Example: Survival via 4K images

Let’s go back to my projector and add a survival aspect to the copy as a headline: “Bring loved ones together for 4K cinematic experiences, anywhere.”

Bringing people together is the survival aspect because survival is easier in a community. A projector is great for building community. The main feature is the 4K resolution. Combined, this is a powerful message of building your community via 4K UHD projection in any space.

Throw on a movie, a sports game, a video game tournament, or Netflix. Then invite five friends, acquaintances or coworkers over. That’s instant community building. In a nutshell, a projector helps our customer survive through building community, so we should communicate this front and center

A community helps us fight loneliness, makes it easier to find a job, or get a ride to the airport. It all starts with a Breaking Bad marathon on that new 4K UHD projector. Now that’s a product that makes me say “shut up and take my money.”

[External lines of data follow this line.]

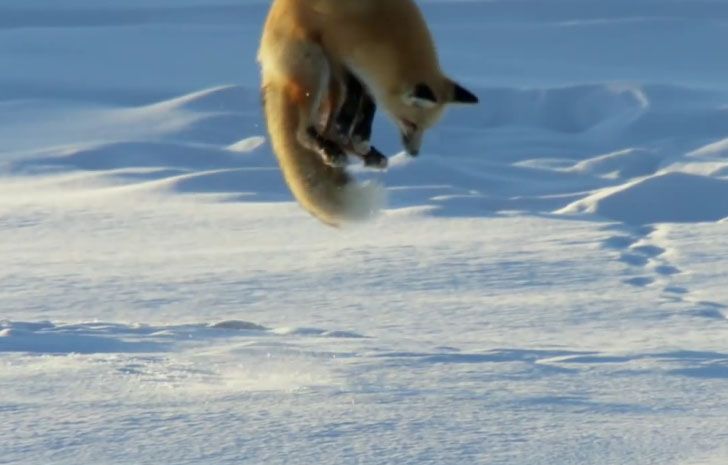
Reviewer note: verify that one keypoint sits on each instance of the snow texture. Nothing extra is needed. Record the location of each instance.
(545, 287)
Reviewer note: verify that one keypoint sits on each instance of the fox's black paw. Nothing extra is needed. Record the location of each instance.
(375, 159)
(333, 155)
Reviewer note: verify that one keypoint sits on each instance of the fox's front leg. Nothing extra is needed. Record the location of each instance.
(353, 122)
(310, 75)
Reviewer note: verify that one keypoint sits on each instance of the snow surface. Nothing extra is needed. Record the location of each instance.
(547, 286)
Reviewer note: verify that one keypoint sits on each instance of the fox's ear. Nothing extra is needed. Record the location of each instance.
(421, 96)
(461, 95)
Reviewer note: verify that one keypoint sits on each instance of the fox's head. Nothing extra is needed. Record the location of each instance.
(418, 107)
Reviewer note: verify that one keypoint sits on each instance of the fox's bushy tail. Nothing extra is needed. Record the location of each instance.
(328, 193)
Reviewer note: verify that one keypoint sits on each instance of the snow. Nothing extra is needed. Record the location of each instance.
(545, 287)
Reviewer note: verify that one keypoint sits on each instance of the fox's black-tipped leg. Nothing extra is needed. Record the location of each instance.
(375, 159)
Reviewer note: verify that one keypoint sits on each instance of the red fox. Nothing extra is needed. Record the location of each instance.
(312, 52)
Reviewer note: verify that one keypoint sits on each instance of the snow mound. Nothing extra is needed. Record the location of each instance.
(627, 163)
(665, 198)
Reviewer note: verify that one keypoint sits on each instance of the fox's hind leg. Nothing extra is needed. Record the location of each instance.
(307, 70)
(353, 122)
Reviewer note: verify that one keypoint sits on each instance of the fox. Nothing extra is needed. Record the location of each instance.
(326, 65)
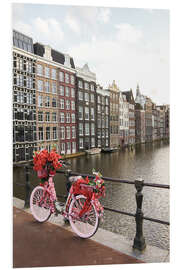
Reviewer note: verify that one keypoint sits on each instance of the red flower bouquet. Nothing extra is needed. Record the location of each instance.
(46, 163)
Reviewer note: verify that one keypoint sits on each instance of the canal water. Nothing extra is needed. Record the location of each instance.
(149, 161)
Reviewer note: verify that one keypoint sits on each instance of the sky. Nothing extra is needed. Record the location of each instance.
(128, 45)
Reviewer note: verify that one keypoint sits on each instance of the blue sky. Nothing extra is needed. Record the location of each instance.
(125, 44)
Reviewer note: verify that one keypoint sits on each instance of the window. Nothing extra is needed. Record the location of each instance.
(40, 133)
(63, 149)
(80, 95)
(47, 101)
(40, 116)
(61, 103)
(62, 132)
(72, 79)
(61, 90)
(54, 102)
(86, 97)
(62, 117)
(40, 101)
(80, 84)
(73, 118)
(67, 117)
(29, 66)
(54, 88)
(53, 72)
(54, 133)
(68, 144)
(72, 105)
(47, 116)
(40, 85)
(74, 147)
(92, 142)
(92, 113)
(61, 76)
(47, 87)
(86, 128)
(54, 117)
(67, 105)
(67, 91)
(81, 143)
(86, 113)
(81, 129)
(80, 113)
(92, 129)
(72, 92)
(66, 77)
(48, 136)
(92, 98)
(86, 86)
(68, 133)
(47, 72)
(99, 108)
(92, 87)
(73, 132)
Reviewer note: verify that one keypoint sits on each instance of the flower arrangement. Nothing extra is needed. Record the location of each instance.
(46, 163)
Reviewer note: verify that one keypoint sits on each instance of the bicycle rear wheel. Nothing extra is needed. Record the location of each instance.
(40, 207)
(87, 225)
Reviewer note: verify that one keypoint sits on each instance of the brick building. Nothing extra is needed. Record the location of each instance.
(103, 120)
(24, 98)
(114, 115)
(130, 100)
(56, 121)
(86, 108)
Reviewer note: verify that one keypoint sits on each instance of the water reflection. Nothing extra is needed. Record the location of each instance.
(151, 162)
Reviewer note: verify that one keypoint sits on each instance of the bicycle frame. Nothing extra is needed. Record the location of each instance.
(50, 192)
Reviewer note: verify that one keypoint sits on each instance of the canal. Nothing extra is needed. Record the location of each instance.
(151, 162)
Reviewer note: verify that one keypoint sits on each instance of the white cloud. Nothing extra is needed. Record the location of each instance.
(104, 15)
(72, 23)
(128, 33)
(47, 31)
(128, 65)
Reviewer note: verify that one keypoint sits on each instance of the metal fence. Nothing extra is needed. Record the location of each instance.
(139, 240)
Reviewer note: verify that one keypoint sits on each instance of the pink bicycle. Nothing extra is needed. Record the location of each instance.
(82, 207)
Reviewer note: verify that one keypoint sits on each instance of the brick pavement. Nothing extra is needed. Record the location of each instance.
(46, 244)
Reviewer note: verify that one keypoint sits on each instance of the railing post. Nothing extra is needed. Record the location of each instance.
(139, 240)
(27, 188)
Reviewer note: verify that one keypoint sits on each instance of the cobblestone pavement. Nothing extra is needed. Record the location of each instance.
(45, 244)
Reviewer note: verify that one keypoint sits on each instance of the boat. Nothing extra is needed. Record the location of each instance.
(93, 151)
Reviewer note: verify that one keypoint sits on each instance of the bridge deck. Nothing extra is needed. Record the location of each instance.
(38, 245)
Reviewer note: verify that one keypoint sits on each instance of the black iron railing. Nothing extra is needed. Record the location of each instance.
(139, 240)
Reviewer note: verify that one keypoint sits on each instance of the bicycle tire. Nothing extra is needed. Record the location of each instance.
(86, 226)
(40, 212)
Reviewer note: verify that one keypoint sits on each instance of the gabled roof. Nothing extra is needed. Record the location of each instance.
(129, 96)
(56, 56)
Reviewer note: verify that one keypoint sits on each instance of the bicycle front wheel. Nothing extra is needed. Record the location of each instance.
(39, 205)
(87, 225)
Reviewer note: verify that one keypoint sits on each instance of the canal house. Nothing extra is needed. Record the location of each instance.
(103, 120)
(55, 96)
(24, 98)
(86, 108)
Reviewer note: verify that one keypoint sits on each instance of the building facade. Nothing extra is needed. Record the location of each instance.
(56, 121)
(103, 120)
(114, 115)
(130, 100)
(24, 98)
(86, 108)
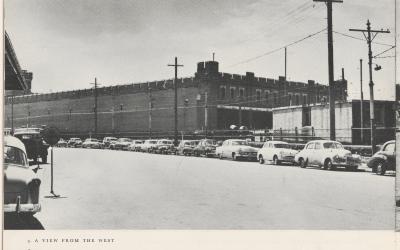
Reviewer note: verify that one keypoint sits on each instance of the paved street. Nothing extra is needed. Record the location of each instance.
(104, 189)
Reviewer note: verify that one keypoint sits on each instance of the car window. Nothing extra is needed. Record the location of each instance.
(14, 155)
(389, 147)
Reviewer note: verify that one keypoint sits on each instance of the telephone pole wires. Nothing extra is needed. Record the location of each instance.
(95, 106)
(331, 69)
(361, 106)
(176, 65)
(370, 35)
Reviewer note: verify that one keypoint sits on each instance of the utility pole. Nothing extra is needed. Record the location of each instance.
(150, 112)
(361, 106)
(12, 114)
(331, 69)
(284, 84)
(370, 38)
(176, 65)
(95, 106)
(206, 113)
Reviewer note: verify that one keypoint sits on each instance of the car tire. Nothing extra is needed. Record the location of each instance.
(302, 163)
(328, 165)
(380, 168)
(44, 159)
(276, 161)
(261, 159)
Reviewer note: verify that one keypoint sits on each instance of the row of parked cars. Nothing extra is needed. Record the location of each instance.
(325, 154)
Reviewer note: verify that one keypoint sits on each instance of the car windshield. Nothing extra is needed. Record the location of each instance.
(13, 155)
(281, 145)
(333, 145)
(236, 143)
(210, 143)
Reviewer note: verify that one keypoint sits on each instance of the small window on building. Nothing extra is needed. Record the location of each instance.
(241, 92)
(258, 94)
(222, 91)
(232, 93)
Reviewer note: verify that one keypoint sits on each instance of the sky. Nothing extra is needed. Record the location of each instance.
(67, 43)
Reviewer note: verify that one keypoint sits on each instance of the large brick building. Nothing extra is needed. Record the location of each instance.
(210, 100)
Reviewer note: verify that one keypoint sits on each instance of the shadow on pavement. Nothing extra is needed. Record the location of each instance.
(21, 222)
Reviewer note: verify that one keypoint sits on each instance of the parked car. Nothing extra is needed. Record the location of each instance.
(74, 142)
(33, 140)
(61, 143)
(163, 146)
(122, 144)
(135, 145)
(326, 154)
(384, 159)
(236, 149)
(276, 151)
(186, 147)
(21, 183)
(107, 141)
(147, 145)
(205, 147)
(91, 143)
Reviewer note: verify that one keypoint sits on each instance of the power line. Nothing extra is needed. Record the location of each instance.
(361, 39)
(276, 50)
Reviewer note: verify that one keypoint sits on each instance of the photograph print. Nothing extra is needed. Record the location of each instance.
(216, 115)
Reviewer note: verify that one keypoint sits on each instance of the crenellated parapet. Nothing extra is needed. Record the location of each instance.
(103, 91)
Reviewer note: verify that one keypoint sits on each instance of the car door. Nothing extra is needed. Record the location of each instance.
(308, 151)
(389, 152)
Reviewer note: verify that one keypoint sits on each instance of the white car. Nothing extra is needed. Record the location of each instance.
(276, 151)
(91, 143)
(135, 145)
(147, 145)
(236, 149)
(326, 154)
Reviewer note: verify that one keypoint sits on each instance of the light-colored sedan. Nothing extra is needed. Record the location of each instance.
(148, 145)
(135, 145)
(276, 151)
(236, 149)
(91, 143)
(21, 183)
(326, 154)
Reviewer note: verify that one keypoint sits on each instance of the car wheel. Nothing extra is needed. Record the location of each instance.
(276, 161)
(380, 168)
(44, 159)
(328, 165)
(261, 159)
(302, 163)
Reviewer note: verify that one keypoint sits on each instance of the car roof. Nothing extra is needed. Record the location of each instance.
(276, 142)
(14, 142)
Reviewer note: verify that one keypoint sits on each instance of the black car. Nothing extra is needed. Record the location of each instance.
(33, 140)
(205, 147)
(384, 159)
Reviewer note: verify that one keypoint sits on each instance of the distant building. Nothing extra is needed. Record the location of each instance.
(17, 81)
(210, 100)
(294, 120)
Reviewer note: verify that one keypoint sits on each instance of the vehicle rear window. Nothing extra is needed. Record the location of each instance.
(13, 155)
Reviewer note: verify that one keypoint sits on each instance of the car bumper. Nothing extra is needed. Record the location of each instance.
(21, 208)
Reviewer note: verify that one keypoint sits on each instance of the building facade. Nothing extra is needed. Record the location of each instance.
(211, 100)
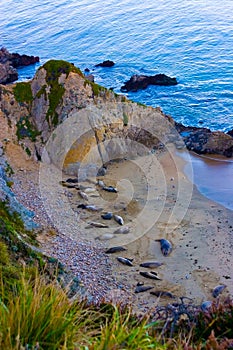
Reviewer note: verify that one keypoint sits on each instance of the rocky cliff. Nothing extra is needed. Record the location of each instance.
(60, 108)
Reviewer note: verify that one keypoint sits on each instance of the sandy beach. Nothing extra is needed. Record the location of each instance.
(154, 204)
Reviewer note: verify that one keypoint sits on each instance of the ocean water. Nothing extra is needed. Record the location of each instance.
(191, 40)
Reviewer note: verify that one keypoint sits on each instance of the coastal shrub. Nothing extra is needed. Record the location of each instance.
(23, 92)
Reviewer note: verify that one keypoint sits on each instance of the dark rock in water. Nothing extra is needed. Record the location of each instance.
(205, 141)
(125, 261)
(10, 61)
(152, 275)
(141, 288)
(138, 82)
(161, 293)
(166, 246)
(107, 63)
(115, 250)
(217, 290)
(107, 216)
(23, 60)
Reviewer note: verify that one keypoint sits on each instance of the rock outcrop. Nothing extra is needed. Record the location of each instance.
(202, 140)
(10, 61)
(107, 63)
(138, 82)
(79, 121)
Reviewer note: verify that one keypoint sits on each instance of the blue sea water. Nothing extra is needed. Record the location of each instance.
(191, 40)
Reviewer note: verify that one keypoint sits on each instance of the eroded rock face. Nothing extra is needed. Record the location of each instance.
(138, 82)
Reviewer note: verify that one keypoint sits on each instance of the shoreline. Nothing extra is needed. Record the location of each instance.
(200, 259)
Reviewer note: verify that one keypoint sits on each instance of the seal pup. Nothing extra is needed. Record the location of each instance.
(97, 224)
(217, 290)
(110, 189)
(141, 288)
(101, 183)
(125, 261)
(151, 264)
(83, 195)
(152, 275)
(122, 230)
(161, 293)
(115, 250)
(166, 246)
(206, 305)
(119, 219)
(107, 216)
(89, 207)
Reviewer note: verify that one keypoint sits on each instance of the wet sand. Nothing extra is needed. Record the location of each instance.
(157, 200)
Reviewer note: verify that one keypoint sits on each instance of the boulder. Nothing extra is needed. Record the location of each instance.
(138, 82)
(203, 140)
(107, 63)
(10, 61)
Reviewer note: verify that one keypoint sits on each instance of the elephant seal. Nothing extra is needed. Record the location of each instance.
(141, 288)
(110, 189)
(122, 230)
(125, 261)
(152, 275)
(115, 250)
(151, 264)
(119, 219)
(217, 290)
(166, 246)
(161, 293)
(107, 216)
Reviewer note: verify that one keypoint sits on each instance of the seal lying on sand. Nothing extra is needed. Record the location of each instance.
(122, 230)
(166, 246)
(151, 264)
(115, 250)
(125, 261)
(152, 275)
(218, 289)
(119, 219)
(107, 216)
(161, 293)
(110, 189)
(141, 288)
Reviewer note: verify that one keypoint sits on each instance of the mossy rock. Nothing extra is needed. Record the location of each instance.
(23, 92)
(54, 69)
(25, 128)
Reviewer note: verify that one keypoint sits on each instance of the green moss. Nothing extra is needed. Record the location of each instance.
(41, 92)
(28, 151)
(23, 92)
(54, 69)
(25, 128)
(141, 104)
(125, 119)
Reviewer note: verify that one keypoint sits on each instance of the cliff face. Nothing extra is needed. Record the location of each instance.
(63, 118)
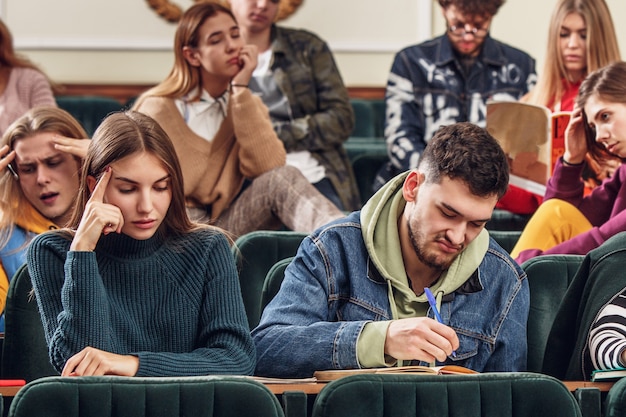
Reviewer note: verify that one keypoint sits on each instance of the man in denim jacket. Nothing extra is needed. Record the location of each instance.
(449, 79)
(354, 295)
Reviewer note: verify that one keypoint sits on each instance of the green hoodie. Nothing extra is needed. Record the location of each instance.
(379, 223)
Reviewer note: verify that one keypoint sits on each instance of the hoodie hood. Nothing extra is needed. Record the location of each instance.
(379, 222)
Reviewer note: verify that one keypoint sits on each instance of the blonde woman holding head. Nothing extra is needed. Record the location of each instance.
(133, 287)
(38, 182)
(581, 39)
(232, 161)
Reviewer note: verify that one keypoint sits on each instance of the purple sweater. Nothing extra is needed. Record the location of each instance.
(604, 208)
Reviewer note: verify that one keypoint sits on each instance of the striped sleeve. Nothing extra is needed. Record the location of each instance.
(607, 338)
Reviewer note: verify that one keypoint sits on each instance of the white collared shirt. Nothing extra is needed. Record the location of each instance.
(204, 116)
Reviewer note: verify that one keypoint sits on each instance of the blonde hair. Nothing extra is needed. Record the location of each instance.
(602, 47)
(37, 120)
(9, 59)
(184, 78)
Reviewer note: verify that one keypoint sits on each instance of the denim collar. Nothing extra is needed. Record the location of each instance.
(490, 54)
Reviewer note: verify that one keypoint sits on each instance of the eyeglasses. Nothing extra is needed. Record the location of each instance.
(459, 30)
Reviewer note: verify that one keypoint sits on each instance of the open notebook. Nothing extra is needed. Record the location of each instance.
(333, 374)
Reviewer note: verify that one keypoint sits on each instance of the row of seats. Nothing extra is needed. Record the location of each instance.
(366, 148)
(262, 257)
(481, 395)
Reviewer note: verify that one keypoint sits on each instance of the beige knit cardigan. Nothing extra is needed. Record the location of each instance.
(245, 146)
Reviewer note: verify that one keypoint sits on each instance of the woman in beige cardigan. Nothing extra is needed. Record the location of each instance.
(233, 163)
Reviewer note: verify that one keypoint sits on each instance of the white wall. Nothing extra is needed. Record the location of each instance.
(124, 41)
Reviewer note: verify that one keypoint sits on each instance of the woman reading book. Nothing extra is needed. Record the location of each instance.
(568, 221)
(581, 39)
(133, 287)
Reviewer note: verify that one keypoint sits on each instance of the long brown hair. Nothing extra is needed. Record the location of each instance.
(184, 78)
(609, 84)
(123, 134)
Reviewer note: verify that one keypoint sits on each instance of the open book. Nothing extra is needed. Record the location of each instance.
(532, 137)
(333, 374)
(608, 374)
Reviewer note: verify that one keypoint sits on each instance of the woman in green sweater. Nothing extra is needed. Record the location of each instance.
(133, 287)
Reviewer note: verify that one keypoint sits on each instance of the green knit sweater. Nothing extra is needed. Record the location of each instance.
(174, 304)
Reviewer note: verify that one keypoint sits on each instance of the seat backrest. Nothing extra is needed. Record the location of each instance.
(145, 397)
(89, 110)
(25, 352)
(505, 238)
(273, 279)
(480, 395)
(365, 167)
(255, 253)
(364, 125)
(548, 279)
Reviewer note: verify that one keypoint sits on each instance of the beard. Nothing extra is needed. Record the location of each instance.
(430, 259)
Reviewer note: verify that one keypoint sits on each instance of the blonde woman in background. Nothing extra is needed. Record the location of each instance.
(22, 85)
(581, 39)
(38, 182)
(233, 163)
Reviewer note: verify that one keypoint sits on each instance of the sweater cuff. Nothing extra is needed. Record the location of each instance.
(370, 346)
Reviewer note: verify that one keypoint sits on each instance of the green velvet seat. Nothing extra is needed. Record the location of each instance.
(255, 253)
(505, 238)
(615, 403)
(365, 167)
(89, 110)
(548, 279)
(145, 397)
(25, 353)
(481, 395)
(364, 125)
(273, 279)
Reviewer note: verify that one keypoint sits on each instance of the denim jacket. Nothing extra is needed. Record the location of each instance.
(428, 88)
(332, 290)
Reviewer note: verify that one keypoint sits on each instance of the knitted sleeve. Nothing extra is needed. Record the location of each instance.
(607, 337)
(223, 343)
(72, 299)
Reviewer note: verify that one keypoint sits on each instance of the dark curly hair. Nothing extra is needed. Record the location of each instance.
(484, 8)
(469, 153)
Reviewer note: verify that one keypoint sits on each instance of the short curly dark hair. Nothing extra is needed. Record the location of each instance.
(466, 152)
(486, 8)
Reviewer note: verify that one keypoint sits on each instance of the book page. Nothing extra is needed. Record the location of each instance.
(523, 131)
(333, 374)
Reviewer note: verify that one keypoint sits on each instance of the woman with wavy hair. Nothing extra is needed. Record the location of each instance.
(232, 161)
(568, 221)
(133, 286)
(581, 39)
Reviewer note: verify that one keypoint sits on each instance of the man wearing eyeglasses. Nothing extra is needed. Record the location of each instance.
(449, 79)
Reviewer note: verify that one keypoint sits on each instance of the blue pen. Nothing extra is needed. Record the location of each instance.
(433, 305)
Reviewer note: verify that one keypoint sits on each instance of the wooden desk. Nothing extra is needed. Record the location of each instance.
(315, 387)
(602, 386)
(10, 390)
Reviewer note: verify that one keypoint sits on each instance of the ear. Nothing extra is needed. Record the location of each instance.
(91, 183)
(191, 56)
(411, 185)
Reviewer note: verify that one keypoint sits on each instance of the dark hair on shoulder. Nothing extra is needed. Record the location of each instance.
(484, 8)
(468, 153)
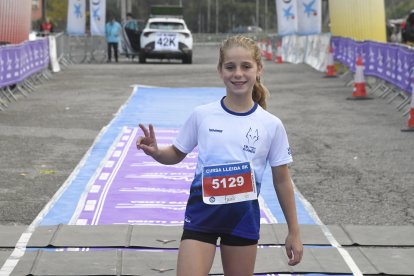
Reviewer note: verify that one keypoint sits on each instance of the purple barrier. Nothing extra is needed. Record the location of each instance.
(390, 62)
(18, 62)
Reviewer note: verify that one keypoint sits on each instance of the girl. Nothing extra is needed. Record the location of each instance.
(236, 138)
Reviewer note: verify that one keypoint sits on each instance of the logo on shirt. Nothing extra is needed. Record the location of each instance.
(252, 137)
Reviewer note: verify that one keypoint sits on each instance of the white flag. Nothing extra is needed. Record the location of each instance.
(98, 11)
(286, 17)
(309, 17)
(76, 17)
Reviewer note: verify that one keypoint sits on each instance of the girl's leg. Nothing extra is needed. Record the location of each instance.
(195, 258)
(238, 260)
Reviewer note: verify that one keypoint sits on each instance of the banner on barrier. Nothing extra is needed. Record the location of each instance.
(76, 17)
(18, 62)
(303, 17)
(97, 21)
(286, 17)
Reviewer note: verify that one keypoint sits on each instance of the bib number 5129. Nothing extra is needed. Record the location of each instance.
(230, 182)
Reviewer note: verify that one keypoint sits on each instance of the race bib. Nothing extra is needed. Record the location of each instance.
(166, 41)
(228, 183)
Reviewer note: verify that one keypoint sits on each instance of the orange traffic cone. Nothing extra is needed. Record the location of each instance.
(269, 52)
(330, 67)
(359, 92)
(278, 58)
(410, 123)
(264, 48)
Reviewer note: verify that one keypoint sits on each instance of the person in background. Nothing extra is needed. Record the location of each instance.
(112, 33)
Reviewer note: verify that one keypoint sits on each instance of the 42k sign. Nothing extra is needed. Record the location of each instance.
(166, 41)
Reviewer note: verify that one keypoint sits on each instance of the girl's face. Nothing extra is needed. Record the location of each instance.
(239, 71)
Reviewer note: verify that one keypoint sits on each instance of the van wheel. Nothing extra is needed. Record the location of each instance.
(188, 59)
(142, 58)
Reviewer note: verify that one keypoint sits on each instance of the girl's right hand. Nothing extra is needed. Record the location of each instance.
(148, 142)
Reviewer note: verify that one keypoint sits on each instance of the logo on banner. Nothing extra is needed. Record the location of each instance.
(95, 10)
(78, 11)
(310, 8)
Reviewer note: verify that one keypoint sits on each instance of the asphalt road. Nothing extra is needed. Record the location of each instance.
(351, 161)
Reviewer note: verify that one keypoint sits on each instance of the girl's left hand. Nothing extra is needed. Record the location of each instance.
(294, 249)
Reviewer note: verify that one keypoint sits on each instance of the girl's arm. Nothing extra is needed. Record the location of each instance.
(284, 190)
(148, 143)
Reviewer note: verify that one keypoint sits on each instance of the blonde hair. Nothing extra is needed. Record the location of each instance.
(260, 92)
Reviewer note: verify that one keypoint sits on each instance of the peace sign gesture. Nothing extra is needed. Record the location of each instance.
(148, 142)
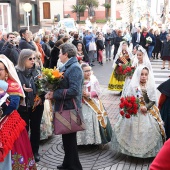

When you write your product copy, consider ways it helps your customer survive and thrive and narrow it down to a single sentence to guide your product copy.

This sentence can be both your headline and your products’ “north star” that guides your copy throughout multiple marketing channels. Use the “reason to buy” as a reference or guide for all other copy for social media, packaging, and product pages.

When you focus down your product’s message to a single reason to buy based on survival, your customer doesn’t need to expend energy or effort learning about features and benefits. He knows right away why he should buy, because it helps him survive. Keep the features and benefits secondary to give customers a love at first sight feeling and make a buying decision instantly.

After all, it’s only their survival at stake.